Microbiomes often contain hundreds of species, with a highly complex metagenomic structure; even distantly related microbes share genomic material (1, 2) due to vertical inheritance and horizontal transfers, and even closely related strains diverge (24). Variation is present within and between microbiomes (25), and occurs over relatively short timescales (4, 6). Understanding this variability is critical for topics such as emergence and maintenance of antibiotic resistance (7), in which horizontal gene transfer plays an important role (8). It has also been associated with host phenotypes (26), pinpointing specific genomic regions that are potentially adaptive to a particular host.

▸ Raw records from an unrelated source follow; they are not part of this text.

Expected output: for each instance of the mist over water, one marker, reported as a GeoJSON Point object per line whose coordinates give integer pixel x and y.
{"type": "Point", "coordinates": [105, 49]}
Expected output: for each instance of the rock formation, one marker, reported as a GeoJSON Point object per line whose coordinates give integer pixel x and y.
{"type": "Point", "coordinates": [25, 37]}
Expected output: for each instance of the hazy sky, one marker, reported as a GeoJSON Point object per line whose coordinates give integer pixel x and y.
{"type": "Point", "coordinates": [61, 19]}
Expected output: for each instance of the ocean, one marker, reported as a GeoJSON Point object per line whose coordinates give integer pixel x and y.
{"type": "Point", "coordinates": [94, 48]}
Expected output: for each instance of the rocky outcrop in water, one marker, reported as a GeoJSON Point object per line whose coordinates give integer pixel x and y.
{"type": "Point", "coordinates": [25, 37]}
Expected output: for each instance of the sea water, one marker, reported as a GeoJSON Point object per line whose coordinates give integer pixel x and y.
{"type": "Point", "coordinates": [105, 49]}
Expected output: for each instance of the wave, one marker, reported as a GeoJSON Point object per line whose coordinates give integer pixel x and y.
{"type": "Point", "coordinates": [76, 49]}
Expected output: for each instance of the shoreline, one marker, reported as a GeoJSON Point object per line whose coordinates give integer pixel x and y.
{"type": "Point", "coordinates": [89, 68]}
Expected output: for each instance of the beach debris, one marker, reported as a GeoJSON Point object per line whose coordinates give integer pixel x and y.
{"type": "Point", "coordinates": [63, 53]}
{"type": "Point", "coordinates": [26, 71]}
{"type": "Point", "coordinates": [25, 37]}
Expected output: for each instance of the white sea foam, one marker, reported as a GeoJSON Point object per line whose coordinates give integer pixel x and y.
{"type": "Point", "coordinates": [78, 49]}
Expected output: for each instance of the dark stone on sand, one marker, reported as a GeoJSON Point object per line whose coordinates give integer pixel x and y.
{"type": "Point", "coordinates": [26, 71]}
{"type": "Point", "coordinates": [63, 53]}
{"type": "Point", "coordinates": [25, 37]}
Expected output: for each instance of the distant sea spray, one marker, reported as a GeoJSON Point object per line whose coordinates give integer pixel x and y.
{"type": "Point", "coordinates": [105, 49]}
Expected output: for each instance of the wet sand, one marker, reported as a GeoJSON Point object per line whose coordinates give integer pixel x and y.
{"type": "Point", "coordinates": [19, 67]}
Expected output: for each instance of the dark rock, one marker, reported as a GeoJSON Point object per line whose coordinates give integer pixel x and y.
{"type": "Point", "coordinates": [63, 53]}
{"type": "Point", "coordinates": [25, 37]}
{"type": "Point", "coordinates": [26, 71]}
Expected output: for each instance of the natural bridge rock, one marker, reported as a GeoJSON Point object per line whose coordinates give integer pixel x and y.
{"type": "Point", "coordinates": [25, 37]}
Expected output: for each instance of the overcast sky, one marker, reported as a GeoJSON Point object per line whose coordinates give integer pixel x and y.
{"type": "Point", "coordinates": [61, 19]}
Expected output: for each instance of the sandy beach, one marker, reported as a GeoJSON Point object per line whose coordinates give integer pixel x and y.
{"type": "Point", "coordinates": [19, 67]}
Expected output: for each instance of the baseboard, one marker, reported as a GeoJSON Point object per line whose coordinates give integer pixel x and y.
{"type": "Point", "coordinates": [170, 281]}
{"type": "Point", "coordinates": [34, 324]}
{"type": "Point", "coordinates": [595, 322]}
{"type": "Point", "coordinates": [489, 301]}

In a recent study, we showed that a functional analysis of variable regions can even offer mechanistic hypotheses explaining such associations (2).

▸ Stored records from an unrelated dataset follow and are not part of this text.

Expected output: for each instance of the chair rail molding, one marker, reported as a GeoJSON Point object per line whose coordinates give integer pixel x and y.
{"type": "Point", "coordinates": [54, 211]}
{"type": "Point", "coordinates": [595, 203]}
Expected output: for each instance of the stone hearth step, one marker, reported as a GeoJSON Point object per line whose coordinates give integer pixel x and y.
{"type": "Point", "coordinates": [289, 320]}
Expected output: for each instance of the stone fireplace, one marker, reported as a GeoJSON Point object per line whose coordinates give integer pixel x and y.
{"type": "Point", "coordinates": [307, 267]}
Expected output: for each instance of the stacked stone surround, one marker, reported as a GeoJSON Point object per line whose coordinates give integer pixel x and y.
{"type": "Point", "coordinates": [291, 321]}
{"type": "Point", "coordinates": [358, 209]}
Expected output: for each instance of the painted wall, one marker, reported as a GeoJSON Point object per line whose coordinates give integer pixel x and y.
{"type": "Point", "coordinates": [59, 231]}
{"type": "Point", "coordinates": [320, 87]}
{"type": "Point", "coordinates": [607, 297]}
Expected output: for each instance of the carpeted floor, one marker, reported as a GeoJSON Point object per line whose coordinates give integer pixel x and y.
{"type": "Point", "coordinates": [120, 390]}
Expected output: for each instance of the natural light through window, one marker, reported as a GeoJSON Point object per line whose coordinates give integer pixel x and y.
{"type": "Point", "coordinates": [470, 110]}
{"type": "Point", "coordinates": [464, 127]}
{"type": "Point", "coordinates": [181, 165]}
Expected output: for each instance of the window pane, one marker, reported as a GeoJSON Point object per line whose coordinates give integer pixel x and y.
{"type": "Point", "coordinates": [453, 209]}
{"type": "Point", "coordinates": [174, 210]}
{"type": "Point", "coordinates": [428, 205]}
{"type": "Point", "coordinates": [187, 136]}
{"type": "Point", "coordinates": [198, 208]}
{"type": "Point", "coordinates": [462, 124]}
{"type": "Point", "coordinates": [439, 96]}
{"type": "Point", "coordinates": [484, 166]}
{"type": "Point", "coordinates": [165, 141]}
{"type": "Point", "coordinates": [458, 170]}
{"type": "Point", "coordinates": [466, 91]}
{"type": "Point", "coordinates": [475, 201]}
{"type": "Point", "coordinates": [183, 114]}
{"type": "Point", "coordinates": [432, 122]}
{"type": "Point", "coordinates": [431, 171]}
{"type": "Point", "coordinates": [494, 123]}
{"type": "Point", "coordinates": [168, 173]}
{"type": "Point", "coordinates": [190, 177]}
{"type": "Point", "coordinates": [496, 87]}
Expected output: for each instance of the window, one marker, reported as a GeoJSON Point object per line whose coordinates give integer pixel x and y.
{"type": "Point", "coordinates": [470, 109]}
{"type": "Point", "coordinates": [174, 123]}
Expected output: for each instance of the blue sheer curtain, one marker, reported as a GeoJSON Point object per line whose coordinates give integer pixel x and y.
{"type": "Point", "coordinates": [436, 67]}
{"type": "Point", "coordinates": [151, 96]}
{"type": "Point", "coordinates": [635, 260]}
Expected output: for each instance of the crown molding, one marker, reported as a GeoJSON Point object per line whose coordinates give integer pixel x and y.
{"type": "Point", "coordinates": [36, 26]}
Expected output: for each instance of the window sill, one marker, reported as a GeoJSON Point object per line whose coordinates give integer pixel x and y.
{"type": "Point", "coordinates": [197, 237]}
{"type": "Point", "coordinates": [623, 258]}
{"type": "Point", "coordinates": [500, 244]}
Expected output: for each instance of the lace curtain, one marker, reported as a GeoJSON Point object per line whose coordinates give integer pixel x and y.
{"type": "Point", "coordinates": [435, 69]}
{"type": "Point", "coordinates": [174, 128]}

Variable genomic regions are likely poorly represented in reference genomes. Reference genomes are assembled from different populations, clinical conditions, or habitats, and have therefore been exposed to different environments and selective pressures. This means that they, and the variable genomic regions they encode, are likely irrelevant to the samples under study. A major promise therefore lies in de novo assembly, which directly models all the information present in a metagenomic sample. Recent studies, however, have demonstrated that state-of-the-art assemblers work well mostly for highly abundant strains with low heterogeneity (9), and are depleted of critical components such as mobile genetic elements (10). Here, we claim this is a direct result of the genome-centric paradigm. We argue for a “genome-free” approach, which does not attempt to produce linear assemblies but instead uses a “pan-metagenomic” graph (Fig. 1) that directly represents genomic variability across microbes in multiple samples. While we focus on analysis of short-read sequencing data, similar arguments could be made for long-read data. Our belief is that this approach offers a better framework for studying genomic variability in the microbiome.

FIG 1.

FIG 1

(A) Visual comparison between a genome; a metagenome, the collection of all genomes from a sampled microbial community; and a pan-metagenome, a collection of genomes, each deriving from one of multiple sampled communities. (B) The heterogeneity caveat: genomic variation between closely-related genomes (dashed sections) induces branching structures in assembly graphs (dashed nodes and edges). Linear assembly breaks down these structures, resulting in either fragmented contigs or the removal of variable regions. (C) The abundance caveat: undersampling of low-abundance genomes creates gaps in their assemblies. Co-assembly attempts to exploit information from close-matching genomes in other samples (red path) to fill these gaps. Some regions from these genomes are identical (diagonally striped nodes) and facilitate co-assembly; others are divergent, and introduce additional branching to the graph. This may result in either chimeras or fragmented contigs, and lower-quality assemblies in general. (D) We propose a graph-based representation of the pan-metagenome that addresses the caveats of the current paradigm. Our representation models metagenomic data across multiple samples, while keeping track of the originating sample of each sequence (red, black, and green). Sequence homology is used to collapse similar genomic regions (overlapping nodes), attenuating excessive branching within the graph in order to reveal variation at different scales with no information loss.

THE GENOME-CENTRIC PARADIGM FAILS TO CAPTURE THE PAN-METAGENOME

Contemporary assemblers (1114) follow a similar process that realizes the genome-centric paradigm: sequencing reads are tiled into an assembly graph, which is then traversed to find paths representing linear contigs supported by the data. The goal of these assemblers is to generate the longest linear contigs possible, as reflected in some of the metrics used to assess assembly quality, such as N50.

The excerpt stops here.